Faut-il choisir entre le climat et l’emploi ?

Ce dilemme est à la base des retards à agir pour lutter contre le changement climatique. La plupart des dirigeants politiques et économiques estiment que la baisse de l’usage des énergies fossiles ne peut se traduire que par des pertes massives d’activités et d’emploi. Le raisonnement n’est pas faux, et il s’appuie également sur la nécessaire restriction des consommations de matières premières, d’énergies et d’objets manufacturés dans les sociétés riches. On ne peut réduire les transports aériens sans diminuer les emplois qui y sont liés.

Les partisans d’une politique d’atténuation de la menace climatique y opposent les emplois générés par les énergies alternatives (hydraulique, éolienne, solaire, géothermique, nucléaire, biomasse…), les emplois liés à la protection de l’environnement, le traitement des déchets… Et certains préconisent aussi une augmentation du travail humain dans l’agriculture, afin d’utiliser moins d’intrants (engrais, herbicides…). Mais ces emplois verts sont-ils en mesure de compenser des pertes massives liées à la diminution des vols aériens, au passage à l’automobile électrique (qui requiert moins de main-d’œuvre pour la construction et l’entretien), à la réduction des transports internationaux ? Les économistes ne sont pas tous d’accord sur ce point.

S’en tenir là serait raisonner comme si toutes choses étaient égales par ailleurs. Comme si l’économie, la technologie, les consommations et les modes de vie n’allaient pas changer. Or, parmi les mouvements de transformation les plus puissants à l’œuvre dans le monde, il faut noter l’urbanisation et son corollaire, l’exode rural, d’une part et d’autre part l’extraordinaire accélération de la productivité du travail liée à l’usage massif des technologies (automatisation dans l’industrie, mécanisation du travail agricole sur les territoires où il se fait encore à la main, intervention de l’intelligence artificielle dans les métiers jusqu’alors épargnés).
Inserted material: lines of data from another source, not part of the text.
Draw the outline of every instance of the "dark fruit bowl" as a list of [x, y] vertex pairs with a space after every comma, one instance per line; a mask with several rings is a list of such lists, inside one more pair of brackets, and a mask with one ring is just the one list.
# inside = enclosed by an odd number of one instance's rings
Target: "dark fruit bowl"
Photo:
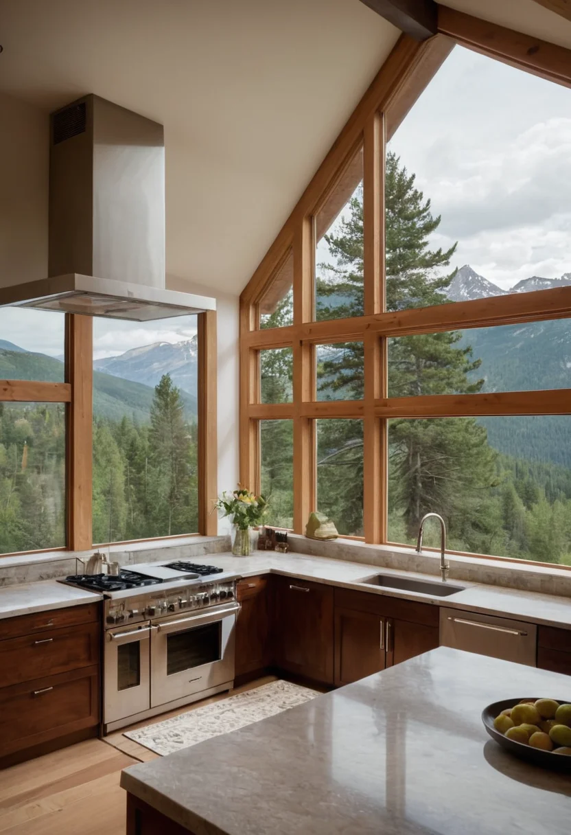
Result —
[[[525, 698], [525, 697], [523, 697]], [[531, 696], [529, 696], [531, 698]], [[538, 699], [543, 696], [538, 696]], [[541, 748], [533, 748], [530, 745], [523, 745], [523, 742], [516, 742], [513, 739], [508, 739], [496, 731], [493, 726], [493, 721], [499, 716], [502, 711], [508, 707], [515, 707], [521, 701], [521, 699], [504, 699], [503, 701], [494, 701], [493, 705], [488, 705], [482, 711], [482, 721], [492, 739], [495, 740], [506, 751], [511, 752], [522, 760], [533, 762], [542, 768], [554, 768], [558, 772], [571, 772], [571, 755], [553, 754], [552, 751], [542, 751]], [[560, 705], [568, 705], [569, 700], [556, 699]]]

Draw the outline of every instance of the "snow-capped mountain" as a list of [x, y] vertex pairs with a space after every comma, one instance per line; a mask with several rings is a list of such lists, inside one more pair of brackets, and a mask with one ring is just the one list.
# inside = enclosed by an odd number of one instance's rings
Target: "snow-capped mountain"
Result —
[[450, 282], [447, 295], [451, 301], [469, 301], [491, 296], [505, 296], [506, 291], [479, 276], [469, 264], [464, 264]]
[[571, 272], [565, 272], [561, 278], [543, 278], [532, 276], [522, 279], [509, 290], [502, 290], [497, 284], [478, 275], [469, 264], [461, 266], [450, 282], [447, 296], [451, 301], [468, 301], [473, 299], [488, 299], [492, 296], [506, 296], [508, 293], [530, 293], [534, 290], [553, 290], [554, 287], [571, 286]]
[[163, 374], [170, 374], [175, 386], [195, 394], [198, 378], [198, 337], [181, 342], [154, 342], [132, 348], [119, 357], [96, 360], [97, 371], [124, 380], [156, 386]]

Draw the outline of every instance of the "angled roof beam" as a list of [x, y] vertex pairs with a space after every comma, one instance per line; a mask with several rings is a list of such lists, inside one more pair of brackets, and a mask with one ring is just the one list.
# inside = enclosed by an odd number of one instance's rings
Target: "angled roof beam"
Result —
[[361, 0], [385, 20], [417, 41], [437, 32], [437, 3], [434, 0]]
[[535, 3], [548, 8], [550, 12], [554, 12], [555, 14], [560, 14], [567, 20], [571, 20], [571, 0], [535, 0]]

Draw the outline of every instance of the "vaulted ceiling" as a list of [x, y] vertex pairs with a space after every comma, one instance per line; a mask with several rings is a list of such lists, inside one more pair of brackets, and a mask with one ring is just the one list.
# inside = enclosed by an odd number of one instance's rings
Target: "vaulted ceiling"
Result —
[[[533, 0], [449, 4], [571, 46]], [[3, 0], [0, 91], [163, 123], [168, 272], [238, 294], [399, 33], [359, 0]]]

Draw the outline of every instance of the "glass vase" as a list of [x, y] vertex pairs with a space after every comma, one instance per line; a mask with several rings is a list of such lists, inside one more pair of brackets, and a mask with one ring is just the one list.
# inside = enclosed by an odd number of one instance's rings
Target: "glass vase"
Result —
[[252, 553], [252, 539], [250, 528], [234, 526], [232, 554], [235, 557], [249, 557]]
Ces deux facteurs influeront sur la nature des emplois de manière aussi forte, voire plus, que les politiques climatiques.

La question de l’emploi ne peut donc pas être traitée en séparant les conséquences d’une politique de restriction de l’usage des énergies fossiles des autres facteurs économiques, sociaux et technologiques. Seule une vision d’ensemble peut y répondre. Elle doit intégrer l’usage que nous ferons des formidables progrès de la productivité (il faut beaucoup moins d’heures de travail pour fabriquer les mêmes objets ou services) : les dirigerons-nous vers des consommations matérielles accrues ou vers des activités (loisirs, vie sociale et culturelle, temps libre) peu consommatrices de matières premières et d’énergie, surtout si elles sont choisies sur ce critère climatique ?

Enfin, il ne faudrait pas croire que les dégâts du changement climatique seront indolores pour l’emploi et l’activité économique. Pour ne prendre que cet exemple révélateur, une étude de l’Organisation internationale du travail de l’ONU parue en juillet 2019 a calculé que l’augmentation du stress thermique dans l’agriculture, la construction et d’autres secteurs industriels devrait se traduire par une perte de productivité équivalant à 80 millions d’emplois d’ici 2030. À lui seul, ce ralentissement de la productivité – dû à des chaleurs insupportables, en particulier en Asie du Sud et en Afrique de l’Ouest – a été estimé à 2 400 milliards de dollars à l’échelle mondiale.